Q: How does this raise the bar for other physician groups?
Ron Kuerbitz: The U.S. healthcare system is in the midst of systematic change for primary care physicians. Physician burnout is becoming endemic, the patient mix is quickly shifting to Medicare and Medicare Advantage, payer mix is shifting to risk-based payment, and the demands for quality care coordination systems are greater than ever. However, from our perspective, the market does not offer primary care physicians an effective model to capture the emerging opportunity.
With agilon health’s help, the COPC model is paying off. This year, the organization has added 10 new physicians, and the practice’s Medicare Advantage patient population has grown more than 10 percent. COPC is thriving as a result of this growth and enhancing its position of the ‘practice of choice,’ which makes it attractive to new physician talent and further strengthens its competitive position in the marketplace.
Besides COPC, agilon health is assisting other U.S. physician practices to stay ahead of the curve by providing them with a platform to leap from fee-for-service to value-based care. We are beginning to see this virtuous cycle with our other partner practices, including primary care groups in Austin, [Texas], and Akron, [Ohio]. Within the next two years, we expect to provide our technology-enabled risk services to a total of 15 markets across the U.S.
Q: Do you think the net promoter scores will become part of a national trend?
RK: Yes. The continued commitment to measuring physician engagement underlines its importance in the success and sustainability of our healthcare system. And the net promoter score is an excellent tool for measuring the overall satisfaction rate of physicians.

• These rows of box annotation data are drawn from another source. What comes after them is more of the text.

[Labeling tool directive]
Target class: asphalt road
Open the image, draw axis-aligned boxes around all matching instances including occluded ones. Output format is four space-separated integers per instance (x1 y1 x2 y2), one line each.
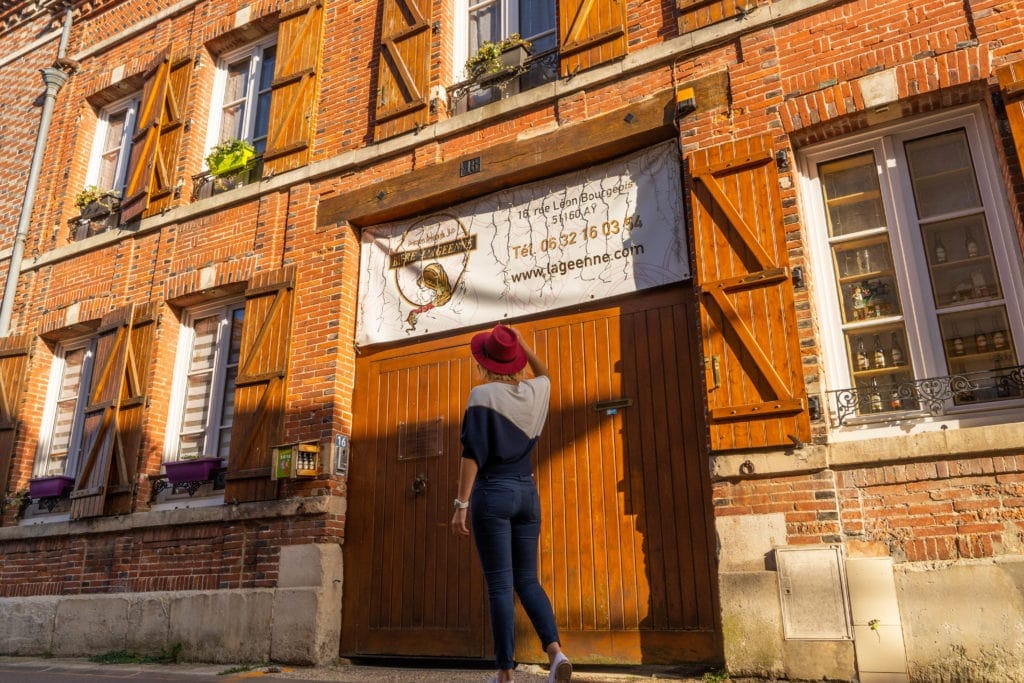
0 656 722 683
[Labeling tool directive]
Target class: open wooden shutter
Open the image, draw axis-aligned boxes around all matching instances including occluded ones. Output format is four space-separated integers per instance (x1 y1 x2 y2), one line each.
688 135 810 451
263 1 324 175
224 266 295 502
103 302 157 515
144 53 193 216
374 0 430 140
0 335 32 495
995 59 1024 165
71 305 134 519
121 48 171 222
558 0 626 76
676 0 742 34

Shortages of primary care physicians, aging populations, and the complexity of changing reimbursement systems and the program put a tremendous amount of strain on many physician practices. On a daily basis, physicians find themselves on the front lines of this transition from fee-for-service to high-quality, value-based care, often without a partner to help or a business model to use as a guide. It’s important for physician groups to seek outside help during this difficult transitional time.

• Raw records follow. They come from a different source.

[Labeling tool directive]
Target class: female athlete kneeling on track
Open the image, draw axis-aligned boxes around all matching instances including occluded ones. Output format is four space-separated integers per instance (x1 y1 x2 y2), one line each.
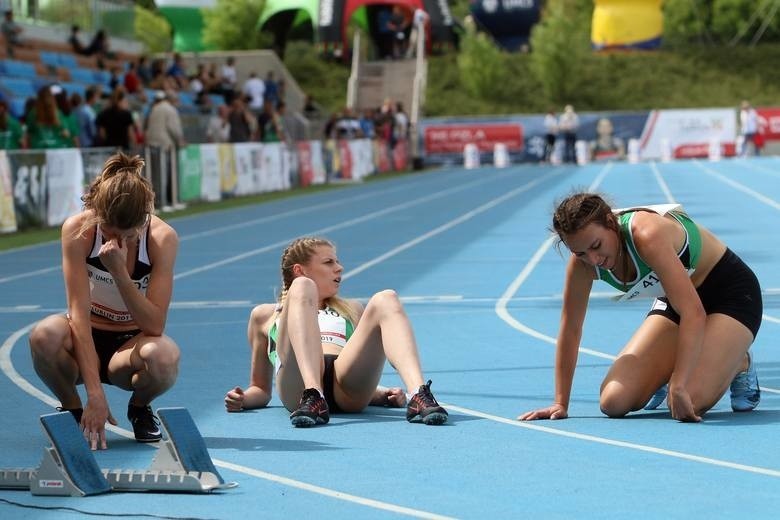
518 193 762 421
30 153 179 450
225 237 447 427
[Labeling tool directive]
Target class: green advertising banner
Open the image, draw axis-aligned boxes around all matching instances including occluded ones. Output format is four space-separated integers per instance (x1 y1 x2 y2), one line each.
179 144 203 202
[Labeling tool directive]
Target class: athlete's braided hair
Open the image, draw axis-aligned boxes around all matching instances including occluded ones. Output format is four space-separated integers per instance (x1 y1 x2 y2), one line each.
552 192 628 268
80 152 154 238
278 237 357 323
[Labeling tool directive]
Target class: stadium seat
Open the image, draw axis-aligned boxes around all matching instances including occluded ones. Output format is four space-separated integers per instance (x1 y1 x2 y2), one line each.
0 60 38 79
0 77 36 98
70 67 95 85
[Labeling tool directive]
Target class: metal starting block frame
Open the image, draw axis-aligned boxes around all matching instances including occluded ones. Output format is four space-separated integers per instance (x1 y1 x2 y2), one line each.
0 408 238 496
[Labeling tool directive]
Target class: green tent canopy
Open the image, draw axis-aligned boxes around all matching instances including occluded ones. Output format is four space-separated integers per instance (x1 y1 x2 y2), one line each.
155 0 217 52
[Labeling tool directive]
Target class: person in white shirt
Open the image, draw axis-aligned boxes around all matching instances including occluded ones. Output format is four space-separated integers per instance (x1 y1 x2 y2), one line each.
739 101 760 157
406 8 430 59
242 72 265 114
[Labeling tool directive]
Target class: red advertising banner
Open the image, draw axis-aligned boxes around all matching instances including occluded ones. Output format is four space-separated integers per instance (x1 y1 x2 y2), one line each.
756 108 780 141
295 141 314 187
424 123 523 154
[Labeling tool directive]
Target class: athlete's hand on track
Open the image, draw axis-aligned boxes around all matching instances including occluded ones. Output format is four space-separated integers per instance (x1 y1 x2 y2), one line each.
667 384 701 422
225 386 244 412
517 403 569 421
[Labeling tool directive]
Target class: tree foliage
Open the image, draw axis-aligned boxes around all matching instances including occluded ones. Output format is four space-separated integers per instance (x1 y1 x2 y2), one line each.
203 0 271 50
530 0 593 103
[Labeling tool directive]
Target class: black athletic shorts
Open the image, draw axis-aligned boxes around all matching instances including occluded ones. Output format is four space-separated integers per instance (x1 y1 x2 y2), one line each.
322 354 343 413
92 328 141 385
647 249 764 339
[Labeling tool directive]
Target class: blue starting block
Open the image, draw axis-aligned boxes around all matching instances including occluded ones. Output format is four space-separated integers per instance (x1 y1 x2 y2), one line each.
0 408 238 496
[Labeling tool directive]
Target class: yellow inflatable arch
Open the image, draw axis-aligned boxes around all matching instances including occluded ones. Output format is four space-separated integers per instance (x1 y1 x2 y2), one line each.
591 0 663 50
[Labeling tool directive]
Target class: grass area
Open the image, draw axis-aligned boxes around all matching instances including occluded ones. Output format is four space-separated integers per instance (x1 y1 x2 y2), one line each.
285 43 780 117
0 172 419 251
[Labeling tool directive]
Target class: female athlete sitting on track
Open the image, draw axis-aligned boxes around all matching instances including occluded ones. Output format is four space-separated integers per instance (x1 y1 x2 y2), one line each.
225 237 447 427
30 153 179 450
518 193 762 421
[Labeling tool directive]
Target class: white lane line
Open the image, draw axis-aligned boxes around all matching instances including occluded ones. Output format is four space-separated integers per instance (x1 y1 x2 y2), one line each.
0 170 563 518
0 323 449 519
0 264 62 283
174 170 532 280
442 403 780 477
693 160 780 209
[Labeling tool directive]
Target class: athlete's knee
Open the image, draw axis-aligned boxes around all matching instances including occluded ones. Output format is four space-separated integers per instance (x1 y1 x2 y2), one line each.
29 320 70 359
139 336 181 380
366 289 403 313
286 276 318 305
599 381 634 418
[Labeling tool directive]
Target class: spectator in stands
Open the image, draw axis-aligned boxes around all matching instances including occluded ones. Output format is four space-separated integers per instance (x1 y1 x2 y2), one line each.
393 101 409 142
228 96 257 143
206 105 230 143
144 90 185 150
558 105 580 163
30 154 179 450
84 29 111 60
219 56 238 99
336 107 362 139
136 56 153 87
406 7 430 59
71 85 97 148
303 94 320 119
261 100 287 143
68 25 87 55
144 90 186 207
242 71 266 115
25 85 71 148
165 52 187 90
544 109 558 162
122 60 143 95
265 70 281 107
95 87 137 150
739 100 761 157
0 9 27 58
358 108 376 139
51 85 80 148
0 99 25 150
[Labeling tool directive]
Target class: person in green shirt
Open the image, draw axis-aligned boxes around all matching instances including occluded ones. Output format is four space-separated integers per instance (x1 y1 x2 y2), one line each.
0 99 24 150
26 85 73 148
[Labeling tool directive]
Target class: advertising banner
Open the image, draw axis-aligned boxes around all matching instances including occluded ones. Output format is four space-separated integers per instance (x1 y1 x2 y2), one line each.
640 108 737 160
200 144 221 202
9 150 46 229
179 144 203 202
46 148 84 226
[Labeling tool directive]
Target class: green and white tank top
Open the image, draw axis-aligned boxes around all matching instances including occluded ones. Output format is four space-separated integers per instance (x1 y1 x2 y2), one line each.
596 204 702 301
268 307 355 366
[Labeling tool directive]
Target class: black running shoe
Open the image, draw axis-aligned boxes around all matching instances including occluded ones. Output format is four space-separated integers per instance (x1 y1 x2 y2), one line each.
57 406 84 424
406 380 448 424
127 404 162 442
290 388 330 428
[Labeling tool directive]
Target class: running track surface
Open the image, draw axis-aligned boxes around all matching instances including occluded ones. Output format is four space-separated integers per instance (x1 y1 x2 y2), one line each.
0 158 780 520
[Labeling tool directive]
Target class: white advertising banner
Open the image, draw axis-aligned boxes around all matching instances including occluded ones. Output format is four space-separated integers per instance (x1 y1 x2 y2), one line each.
233 143 263 195
0 150 16 233
46 148 84 226
640 108 737 159
200 144 222 202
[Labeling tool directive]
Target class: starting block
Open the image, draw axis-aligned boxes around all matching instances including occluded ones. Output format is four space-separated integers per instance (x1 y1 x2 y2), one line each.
0 408 238 496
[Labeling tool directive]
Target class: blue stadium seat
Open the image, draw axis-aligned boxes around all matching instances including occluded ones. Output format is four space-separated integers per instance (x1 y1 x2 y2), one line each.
0 78 36 98
57 52 79 69
70 67 95 84
59 81 87 98
39 51 60 68
0 60 38 79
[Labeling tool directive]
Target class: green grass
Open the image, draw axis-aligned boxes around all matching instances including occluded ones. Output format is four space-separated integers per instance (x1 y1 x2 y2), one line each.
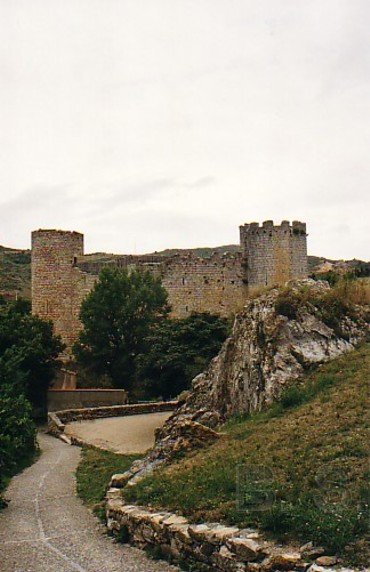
76 447 139 515
124 344 370 564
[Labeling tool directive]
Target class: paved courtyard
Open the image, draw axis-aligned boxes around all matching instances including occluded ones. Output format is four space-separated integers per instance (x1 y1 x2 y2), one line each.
65 412 171 453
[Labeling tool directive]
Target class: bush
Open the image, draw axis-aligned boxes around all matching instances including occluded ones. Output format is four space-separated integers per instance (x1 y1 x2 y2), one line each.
275 280 370 337
258 500 368 552
137 313 229 399
0 359 36 504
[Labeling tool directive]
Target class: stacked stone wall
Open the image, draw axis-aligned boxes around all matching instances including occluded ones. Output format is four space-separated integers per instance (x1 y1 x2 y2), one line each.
240 221 307 287
32 230 96 358
162 254 247 318
32 221 307 358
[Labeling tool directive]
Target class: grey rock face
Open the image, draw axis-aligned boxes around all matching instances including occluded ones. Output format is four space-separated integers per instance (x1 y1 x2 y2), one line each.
116 279 370 486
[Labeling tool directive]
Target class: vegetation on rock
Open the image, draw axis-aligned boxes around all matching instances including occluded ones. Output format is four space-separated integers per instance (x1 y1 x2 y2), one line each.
124 344 370 564
74 268 169 388
138 313 229 399
74 268 228 399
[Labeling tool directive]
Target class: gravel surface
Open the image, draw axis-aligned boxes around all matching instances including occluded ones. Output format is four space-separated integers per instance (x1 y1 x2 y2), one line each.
64 411 172 453
0 432 177 572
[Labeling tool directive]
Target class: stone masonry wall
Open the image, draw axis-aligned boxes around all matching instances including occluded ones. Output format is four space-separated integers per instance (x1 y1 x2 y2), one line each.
32 221 307 350
240 221 307 287
31 230 96 358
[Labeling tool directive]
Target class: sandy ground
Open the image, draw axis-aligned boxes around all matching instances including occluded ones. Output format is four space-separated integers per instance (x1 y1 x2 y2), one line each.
65 412 171 453
0 433 177 572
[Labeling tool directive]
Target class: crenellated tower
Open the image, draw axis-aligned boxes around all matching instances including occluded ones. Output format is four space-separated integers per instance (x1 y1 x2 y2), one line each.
240 220 307 288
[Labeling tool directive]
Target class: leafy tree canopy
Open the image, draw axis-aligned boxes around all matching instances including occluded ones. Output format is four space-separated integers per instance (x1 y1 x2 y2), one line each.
74 267 169 388
137 313 229 399
0 299 63 407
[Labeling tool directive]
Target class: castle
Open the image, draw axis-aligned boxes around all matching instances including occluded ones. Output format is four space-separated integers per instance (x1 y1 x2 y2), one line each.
32 221 307 355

Personally, I think the deep commitment we make to our partner practices not only engages them at the organization level but also touches each individual physician. Our physician leaders and the agilon health team agree with those tenets and we’ve built a company to cultivate that.

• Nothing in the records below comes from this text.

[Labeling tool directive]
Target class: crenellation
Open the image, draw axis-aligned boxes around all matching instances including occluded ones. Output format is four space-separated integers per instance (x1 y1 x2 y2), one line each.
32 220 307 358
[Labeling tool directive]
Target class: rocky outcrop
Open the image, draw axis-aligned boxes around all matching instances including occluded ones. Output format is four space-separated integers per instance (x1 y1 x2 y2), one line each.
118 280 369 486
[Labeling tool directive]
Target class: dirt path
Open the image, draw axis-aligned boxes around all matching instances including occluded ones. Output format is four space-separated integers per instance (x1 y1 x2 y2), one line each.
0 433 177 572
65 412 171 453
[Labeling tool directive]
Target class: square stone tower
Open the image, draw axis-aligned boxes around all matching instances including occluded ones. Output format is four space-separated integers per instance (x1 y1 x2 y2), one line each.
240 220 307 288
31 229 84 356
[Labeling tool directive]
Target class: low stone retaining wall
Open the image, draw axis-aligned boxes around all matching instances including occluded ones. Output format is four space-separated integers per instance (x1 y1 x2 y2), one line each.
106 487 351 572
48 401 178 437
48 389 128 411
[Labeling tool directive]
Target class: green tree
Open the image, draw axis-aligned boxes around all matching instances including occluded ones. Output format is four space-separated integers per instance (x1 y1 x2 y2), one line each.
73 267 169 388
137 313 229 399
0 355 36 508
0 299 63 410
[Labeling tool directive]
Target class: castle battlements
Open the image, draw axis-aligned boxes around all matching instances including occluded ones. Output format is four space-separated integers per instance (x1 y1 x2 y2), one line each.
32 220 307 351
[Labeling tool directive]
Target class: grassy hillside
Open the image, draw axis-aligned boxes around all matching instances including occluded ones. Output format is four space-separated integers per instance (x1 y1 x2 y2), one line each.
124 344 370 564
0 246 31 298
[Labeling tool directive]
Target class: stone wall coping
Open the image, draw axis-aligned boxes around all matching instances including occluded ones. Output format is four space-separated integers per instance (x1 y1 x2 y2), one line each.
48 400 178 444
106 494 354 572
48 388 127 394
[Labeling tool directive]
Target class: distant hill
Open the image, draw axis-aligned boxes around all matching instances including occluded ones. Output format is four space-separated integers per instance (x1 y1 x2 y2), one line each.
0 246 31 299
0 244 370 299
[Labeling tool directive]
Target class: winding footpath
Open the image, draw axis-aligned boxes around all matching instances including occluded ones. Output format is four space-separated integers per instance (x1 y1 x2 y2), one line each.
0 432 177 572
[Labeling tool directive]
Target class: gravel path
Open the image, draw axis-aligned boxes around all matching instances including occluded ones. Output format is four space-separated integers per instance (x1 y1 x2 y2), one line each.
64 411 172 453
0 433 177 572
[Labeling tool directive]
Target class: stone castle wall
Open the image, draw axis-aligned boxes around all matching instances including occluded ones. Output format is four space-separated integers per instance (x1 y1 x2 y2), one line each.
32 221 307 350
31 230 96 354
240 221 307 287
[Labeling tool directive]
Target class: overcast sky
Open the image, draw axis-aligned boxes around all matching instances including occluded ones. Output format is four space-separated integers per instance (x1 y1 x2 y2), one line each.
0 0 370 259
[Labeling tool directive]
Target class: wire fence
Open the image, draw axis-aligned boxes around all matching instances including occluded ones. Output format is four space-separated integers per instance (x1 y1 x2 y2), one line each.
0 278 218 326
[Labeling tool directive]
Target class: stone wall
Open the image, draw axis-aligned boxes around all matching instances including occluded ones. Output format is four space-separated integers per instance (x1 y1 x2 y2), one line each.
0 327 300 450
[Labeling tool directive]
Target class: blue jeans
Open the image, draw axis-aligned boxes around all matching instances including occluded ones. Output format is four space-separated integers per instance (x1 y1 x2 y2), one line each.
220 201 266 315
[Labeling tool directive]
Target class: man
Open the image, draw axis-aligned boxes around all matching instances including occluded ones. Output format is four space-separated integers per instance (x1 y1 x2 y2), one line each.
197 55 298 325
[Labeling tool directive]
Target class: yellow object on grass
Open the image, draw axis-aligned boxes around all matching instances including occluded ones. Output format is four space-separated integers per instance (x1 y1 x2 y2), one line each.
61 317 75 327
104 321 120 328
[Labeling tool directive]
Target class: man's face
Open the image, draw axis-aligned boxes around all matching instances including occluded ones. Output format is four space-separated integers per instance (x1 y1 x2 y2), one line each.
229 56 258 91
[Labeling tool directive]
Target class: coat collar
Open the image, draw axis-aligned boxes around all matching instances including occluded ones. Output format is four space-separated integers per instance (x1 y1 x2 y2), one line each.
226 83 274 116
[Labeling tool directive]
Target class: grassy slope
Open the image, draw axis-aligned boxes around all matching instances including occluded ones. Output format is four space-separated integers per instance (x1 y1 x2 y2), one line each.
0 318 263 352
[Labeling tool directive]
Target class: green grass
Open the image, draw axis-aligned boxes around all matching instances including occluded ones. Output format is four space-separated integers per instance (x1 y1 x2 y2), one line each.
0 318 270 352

Q: How did the practice have to shift its culture to get this score?
WW: We realize that physicians want to work in an environment where they are appreciated, and their time and input are valued. At COPC, physicians continue to be more involved in the decision making and are financially rewarded and incentivized. COPC is leading the way nationally through its adoption of a successful value-based care model, but we know that our practice must continue to evolve with the changes in the marketplace. We want to provide our physicians with complete transparency for the quality and cost of the care we manage and the utilization trends of all providers in the network. We strive to give them the opportunity to spend the right amount of time with the right patient. And most of all, we want them to remain independent. Physicians who feel they contribute and are engaged in the practice are one of the main reasons that COPC continues to be an industry leader, offering high-quality and accountable care for patients.